The positive side for NMP purposes is that it assists in paying the bill at the pharmacy providing the services and thus add to its likely sustainability.
The provision of DAAs through this program will cease on 30 June 2011 while this has been seen by pharmacists as a positive aid to adherence. A scheme such as exists for Department of Veterans Affairs beneficiaries is advocated to replace the QuMAX initiative.
While the QuMAX program assisted patients of community controlled health services, the Close the Gap program assists patients attending a GP centre or an ACCHO thus replacing the QuMAX scheme. Patients eligible to register must be considered at risk of developing a chronic disease. The notion that cheaper PBS medicine will improve adherence is suspect as at some ACCHOs patients have had “free” medicine for years.

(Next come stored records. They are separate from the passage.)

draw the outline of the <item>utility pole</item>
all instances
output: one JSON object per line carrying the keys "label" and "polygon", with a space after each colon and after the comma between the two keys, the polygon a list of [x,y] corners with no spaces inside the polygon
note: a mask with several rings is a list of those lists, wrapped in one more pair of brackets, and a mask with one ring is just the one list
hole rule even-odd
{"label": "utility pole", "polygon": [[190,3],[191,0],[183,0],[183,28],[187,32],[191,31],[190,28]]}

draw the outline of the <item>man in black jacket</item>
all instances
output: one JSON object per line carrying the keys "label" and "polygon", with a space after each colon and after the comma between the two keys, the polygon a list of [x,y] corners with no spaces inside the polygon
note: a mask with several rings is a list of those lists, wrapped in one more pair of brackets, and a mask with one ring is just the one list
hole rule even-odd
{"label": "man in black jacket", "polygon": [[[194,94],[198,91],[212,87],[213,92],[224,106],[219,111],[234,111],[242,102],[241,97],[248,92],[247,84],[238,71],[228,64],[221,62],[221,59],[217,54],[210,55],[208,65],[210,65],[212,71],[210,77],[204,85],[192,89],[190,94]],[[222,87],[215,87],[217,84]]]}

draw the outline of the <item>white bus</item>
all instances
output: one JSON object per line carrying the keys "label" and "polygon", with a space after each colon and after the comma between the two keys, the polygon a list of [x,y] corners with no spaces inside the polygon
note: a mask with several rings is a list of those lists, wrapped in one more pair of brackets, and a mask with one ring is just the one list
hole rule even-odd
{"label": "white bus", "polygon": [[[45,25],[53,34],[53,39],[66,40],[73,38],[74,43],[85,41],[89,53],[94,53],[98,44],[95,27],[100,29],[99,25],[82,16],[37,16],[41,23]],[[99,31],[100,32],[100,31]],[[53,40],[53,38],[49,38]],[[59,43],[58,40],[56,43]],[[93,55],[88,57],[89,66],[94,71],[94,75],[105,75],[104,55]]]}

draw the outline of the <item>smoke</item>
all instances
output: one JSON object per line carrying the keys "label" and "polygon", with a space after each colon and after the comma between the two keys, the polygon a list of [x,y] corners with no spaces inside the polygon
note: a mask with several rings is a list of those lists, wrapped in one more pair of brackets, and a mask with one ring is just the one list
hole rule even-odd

This program is simply helping to “pay the bill” at the local pharmacy and not assisting the patient to obtain the quality needed to meet principle three of the National Medicines Policy shown above.
The complicated bureaucratic process to obtain the benefits is believed by some to be “not worth the effort” while the Indigenous patient has no idea of what the programs are or how best they can access them. Even pharmacists are confused as to what applies to whom.
No data is available to analyse drug utilisation as happens with the mainstream PBS. Although this has been called in a review of the program – Medicare Australia is still unable to make publicly available detailed statistics.
As a general principle all benefits should be made to fit a program developed with the Indigenous patient as the beneficiary. The PBS contains various elements that can be utilised to suit the need. There is no reason why NGOs such as the Pharmacy Guild, NACCHO or Divisions of General Practice, should be involved in delivering a program that falls within the scope of PBS capability with the elements to obtain special benefits for special groups of patient needs.
The reality is that for some patients money would have to be paid to them for them to take their medicine. Making it available at little or no cost does in no way help them to understand why they should take it.